By the time you get to that point, he’d explain, the process doesn’t even require new laws; it’s self-propelling, self-perpetuating - a contagion of belief. Fueled on slogans, it plays out on a micro-scale – in the Jiffy Lube waiting room, the dentist’s office, the local bar - a million points of patriotic hate.

‘This is the fire your Mr. Trump is playing with,’ my father would tell me. ‘Who knows if he understands what he’s doing; in some ways, it doesn’t matter. Once unreason begins to roar, it’s hard to stop.’

You want to make it real? This is how it would work.

It’s the fall of 2017. President Donald Trump, having begun to tack to the center immediately after locking down the Republican nomination, has been in the White House for ten months, swept into office on a tide of generalized outrage and a vague yearning for ‘change.’ Shocked by his numbers, sensing where the political advantage lies, a majority of the members of Congress have fallen in line. The stacking of the judiciary has begun.

Not surprisingly (as early as the winter of 2016 Trump had signaled that he favored strengthening libel laws to make it easier to sue the press), the opposition is demonized. Reacting to the anger of its readers, bleeding subscribers, the press quietly begins to censor itself.

Meanwhile, the “low information” voters who swept Trump into office, many of whom believed that immigrants should be deported en masse, that Islam should be declared illegal and gays prevented from entering the United States, have identified the enemy, and the enemy is anyone who criticizes the man who would make America great again.

It feels good to hate, especially when a lot of other people agree with you.
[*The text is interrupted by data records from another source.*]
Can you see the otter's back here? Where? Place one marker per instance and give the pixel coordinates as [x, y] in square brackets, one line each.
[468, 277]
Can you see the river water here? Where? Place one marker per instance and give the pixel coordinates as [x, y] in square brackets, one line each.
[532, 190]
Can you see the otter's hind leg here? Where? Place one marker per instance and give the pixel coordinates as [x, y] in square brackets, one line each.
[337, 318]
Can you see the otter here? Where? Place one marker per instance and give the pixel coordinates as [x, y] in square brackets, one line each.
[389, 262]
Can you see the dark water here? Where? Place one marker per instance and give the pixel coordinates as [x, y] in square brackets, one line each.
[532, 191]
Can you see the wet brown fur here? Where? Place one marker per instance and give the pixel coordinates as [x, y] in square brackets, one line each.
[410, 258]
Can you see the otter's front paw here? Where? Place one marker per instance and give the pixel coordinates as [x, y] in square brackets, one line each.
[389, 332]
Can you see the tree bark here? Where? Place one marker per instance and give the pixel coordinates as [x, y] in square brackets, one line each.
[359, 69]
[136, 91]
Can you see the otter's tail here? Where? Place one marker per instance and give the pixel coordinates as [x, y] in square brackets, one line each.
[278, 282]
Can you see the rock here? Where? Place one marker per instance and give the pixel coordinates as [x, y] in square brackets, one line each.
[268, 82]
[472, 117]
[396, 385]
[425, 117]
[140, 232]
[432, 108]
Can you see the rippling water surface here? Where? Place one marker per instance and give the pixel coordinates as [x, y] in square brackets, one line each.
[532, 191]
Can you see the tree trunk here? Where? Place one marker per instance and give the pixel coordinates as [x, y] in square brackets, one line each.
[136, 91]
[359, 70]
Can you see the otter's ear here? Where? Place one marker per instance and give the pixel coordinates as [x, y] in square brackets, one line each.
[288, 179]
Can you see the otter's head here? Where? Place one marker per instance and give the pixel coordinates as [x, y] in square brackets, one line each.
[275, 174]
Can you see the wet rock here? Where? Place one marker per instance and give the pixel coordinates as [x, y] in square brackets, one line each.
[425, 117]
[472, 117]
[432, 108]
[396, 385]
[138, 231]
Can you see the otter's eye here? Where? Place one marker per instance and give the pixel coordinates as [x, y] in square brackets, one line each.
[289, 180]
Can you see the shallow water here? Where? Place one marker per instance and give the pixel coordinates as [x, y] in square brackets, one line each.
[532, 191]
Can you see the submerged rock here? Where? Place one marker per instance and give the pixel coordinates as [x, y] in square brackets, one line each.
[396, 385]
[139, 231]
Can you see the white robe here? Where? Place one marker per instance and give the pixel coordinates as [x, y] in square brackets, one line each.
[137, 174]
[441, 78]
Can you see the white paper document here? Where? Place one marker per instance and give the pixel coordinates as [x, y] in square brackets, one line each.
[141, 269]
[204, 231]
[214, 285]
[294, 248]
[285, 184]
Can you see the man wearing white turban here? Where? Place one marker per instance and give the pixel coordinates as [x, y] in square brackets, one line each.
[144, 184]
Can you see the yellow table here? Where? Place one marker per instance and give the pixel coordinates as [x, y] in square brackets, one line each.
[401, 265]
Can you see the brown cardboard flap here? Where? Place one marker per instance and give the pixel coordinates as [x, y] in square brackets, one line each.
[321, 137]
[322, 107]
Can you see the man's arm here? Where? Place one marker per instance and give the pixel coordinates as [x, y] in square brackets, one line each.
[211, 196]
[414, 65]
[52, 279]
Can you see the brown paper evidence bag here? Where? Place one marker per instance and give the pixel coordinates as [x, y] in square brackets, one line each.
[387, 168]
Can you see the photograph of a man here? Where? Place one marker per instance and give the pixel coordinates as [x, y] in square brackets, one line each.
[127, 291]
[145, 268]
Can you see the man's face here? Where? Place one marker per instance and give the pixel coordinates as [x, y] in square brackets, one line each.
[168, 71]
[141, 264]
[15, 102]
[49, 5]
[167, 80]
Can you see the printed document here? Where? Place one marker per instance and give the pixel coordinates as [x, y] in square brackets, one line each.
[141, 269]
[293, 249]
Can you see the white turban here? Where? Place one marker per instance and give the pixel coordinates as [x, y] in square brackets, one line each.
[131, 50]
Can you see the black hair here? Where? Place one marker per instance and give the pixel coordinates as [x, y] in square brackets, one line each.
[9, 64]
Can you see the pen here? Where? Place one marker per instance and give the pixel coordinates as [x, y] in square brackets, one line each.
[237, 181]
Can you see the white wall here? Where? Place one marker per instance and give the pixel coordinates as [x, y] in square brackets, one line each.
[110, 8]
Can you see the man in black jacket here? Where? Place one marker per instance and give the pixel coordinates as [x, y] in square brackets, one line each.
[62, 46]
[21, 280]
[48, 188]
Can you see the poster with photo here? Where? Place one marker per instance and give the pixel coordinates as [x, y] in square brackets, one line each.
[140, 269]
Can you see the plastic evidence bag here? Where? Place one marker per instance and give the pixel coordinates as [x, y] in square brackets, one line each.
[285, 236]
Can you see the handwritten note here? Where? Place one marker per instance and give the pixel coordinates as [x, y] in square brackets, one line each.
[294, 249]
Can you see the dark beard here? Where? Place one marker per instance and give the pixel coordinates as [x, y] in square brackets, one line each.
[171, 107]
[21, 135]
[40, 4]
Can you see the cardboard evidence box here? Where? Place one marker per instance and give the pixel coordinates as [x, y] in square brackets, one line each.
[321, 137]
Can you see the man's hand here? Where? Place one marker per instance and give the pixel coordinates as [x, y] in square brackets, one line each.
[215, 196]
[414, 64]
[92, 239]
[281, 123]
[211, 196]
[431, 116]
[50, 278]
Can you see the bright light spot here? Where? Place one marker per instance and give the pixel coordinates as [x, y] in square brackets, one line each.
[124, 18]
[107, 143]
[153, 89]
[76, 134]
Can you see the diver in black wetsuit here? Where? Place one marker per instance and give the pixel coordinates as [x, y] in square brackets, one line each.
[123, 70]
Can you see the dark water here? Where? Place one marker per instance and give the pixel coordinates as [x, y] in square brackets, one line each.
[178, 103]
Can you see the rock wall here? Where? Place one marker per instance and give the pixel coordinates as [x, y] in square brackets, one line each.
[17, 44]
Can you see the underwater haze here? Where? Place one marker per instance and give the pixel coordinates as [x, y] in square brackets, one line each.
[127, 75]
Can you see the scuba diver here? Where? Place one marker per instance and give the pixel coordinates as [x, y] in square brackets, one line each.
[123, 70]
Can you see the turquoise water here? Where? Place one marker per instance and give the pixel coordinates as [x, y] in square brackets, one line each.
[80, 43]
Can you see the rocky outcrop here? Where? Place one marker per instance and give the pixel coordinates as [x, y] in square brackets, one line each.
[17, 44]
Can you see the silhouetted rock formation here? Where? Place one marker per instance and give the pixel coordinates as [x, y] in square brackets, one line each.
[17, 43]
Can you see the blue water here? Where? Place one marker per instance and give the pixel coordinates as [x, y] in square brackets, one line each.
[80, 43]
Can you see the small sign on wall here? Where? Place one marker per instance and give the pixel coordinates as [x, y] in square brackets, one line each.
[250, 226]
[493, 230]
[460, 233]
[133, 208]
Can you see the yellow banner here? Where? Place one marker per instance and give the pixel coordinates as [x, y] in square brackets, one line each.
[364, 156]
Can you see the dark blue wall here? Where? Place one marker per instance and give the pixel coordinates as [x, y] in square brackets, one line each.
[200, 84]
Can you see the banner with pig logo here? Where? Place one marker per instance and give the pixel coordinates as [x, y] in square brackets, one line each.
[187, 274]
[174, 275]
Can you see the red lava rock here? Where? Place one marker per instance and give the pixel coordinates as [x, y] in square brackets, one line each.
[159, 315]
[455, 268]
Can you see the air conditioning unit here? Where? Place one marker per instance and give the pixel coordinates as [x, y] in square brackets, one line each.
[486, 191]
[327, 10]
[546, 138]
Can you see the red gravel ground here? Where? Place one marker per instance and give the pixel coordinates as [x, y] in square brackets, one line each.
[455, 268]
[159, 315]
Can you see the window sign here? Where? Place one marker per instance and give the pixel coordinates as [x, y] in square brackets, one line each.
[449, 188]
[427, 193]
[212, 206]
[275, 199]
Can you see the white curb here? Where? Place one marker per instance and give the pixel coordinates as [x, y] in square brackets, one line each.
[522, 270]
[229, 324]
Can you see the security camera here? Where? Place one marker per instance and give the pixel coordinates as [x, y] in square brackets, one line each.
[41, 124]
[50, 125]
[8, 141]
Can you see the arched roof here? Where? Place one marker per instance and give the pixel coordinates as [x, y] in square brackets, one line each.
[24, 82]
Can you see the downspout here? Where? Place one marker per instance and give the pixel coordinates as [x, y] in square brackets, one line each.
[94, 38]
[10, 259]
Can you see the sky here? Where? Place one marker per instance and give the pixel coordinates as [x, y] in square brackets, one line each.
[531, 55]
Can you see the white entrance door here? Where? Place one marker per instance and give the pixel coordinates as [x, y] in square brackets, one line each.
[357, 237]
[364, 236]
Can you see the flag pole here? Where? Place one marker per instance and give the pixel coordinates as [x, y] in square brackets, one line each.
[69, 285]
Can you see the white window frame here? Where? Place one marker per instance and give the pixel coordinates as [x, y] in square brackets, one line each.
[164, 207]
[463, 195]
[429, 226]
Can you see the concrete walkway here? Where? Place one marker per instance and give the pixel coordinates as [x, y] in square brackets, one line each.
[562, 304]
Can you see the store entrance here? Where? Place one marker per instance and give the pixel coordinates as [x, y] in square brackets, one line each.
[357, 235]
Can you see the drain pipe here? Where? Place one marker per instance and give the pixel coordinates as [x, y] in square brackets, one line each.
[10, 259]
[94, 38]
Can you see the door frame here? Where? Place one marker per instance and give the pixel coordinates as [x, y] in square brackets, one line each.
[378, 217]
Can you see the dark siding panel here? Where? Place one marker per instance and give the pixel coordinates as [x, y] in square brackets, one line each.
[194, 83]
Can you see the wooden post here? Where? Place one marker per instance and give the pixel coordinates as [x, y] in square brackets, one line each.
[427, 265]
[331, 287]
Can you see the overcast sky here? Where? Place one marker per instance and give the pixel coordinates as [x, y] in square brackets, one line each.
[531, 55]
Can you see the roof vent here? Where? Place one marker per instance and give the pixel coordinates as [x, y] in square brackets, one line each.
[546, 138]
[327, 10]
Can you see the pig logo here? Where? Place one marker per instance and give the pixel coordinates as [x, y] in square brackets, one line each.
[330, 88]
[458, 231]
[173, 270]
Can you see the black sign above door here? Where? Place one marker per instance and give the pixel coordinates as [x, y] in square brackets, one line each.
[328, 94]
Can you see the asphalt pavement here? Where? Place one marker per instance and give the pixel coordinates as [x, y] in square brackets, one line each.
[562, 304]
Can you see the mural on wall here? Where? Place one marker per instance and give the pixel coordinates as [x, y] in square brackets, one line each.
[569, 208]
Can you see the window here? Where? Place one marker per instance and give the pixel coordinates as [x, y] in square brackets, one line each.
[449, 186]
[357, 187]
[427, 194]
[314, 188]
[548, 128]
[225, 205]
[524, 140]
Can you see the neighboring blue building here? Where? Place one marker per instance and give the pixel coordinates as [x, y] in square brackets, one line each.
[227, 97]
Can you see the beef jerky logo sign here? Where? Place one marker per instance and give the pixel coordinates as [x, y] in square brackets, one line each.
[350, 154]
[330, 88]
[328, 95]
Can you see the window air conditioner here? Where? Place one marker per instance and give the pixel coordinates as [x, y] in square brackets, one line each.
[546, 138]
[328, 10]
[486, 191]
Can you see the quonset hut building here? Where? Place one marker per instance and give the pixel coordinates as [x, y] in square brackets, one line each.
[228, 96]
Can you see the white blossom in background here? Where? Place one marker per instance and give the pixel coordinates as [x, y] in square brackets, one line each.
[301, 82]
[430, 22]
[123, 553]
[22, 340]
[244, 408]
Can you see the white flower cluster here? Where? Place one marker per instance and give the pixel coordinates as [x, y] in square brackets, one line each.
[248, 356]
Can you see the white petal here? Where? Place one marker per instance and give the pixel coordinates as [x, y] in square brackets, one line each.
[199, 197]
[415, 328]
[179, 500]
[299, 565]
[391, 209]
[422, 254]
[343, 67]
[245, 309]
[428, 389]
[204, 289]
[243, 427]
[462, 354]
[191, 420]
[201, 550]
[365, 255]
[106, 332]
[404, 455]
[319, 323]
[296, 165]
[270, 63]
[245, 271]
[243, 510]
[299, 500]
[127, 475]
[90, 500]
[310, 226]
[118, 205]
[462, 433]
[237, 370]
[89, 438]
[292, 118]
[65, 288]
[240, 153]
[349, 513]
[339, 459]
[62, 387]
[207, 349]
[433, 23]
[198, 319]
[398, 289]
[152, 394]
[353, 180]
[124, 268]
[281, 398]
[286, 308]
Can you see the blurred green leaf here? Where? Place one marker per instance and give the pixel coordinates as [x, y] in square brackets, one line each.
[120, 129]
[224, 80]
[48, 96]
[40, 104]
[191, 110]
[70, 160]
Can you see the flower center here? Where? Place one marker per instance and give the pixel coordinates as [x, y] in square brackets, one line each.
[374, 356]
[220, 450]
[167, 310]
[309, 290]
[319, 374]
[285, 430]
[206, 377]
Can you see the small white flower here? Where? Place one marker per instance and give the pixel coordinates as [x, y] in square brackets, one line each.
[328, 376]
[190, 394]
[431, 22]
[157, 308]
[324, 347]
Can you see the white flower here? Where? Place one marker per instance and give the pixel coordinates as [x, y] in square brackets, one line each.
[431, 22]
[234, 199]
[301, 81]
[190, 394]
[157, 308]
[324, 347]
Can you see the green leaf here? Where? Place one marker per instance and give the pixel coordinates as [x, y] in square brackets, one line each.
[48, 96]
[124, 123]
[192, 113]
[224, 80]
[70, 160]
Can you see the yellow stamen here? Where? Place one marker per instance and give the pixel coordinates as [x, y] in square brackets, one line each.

It gives you a sense of community. And hope.

Things are so much clearer now.

As for the rest of us – the majority of us, anyway - well, not that much has changed. Unless we go out of our way to deliberately call attention to ourselves, we’re ‘free’ to do pretty much all the things we did before: go to work, have a beer on the porch, upgrade to that new phone.

All we have to do is watch what we text. It’s only common sense.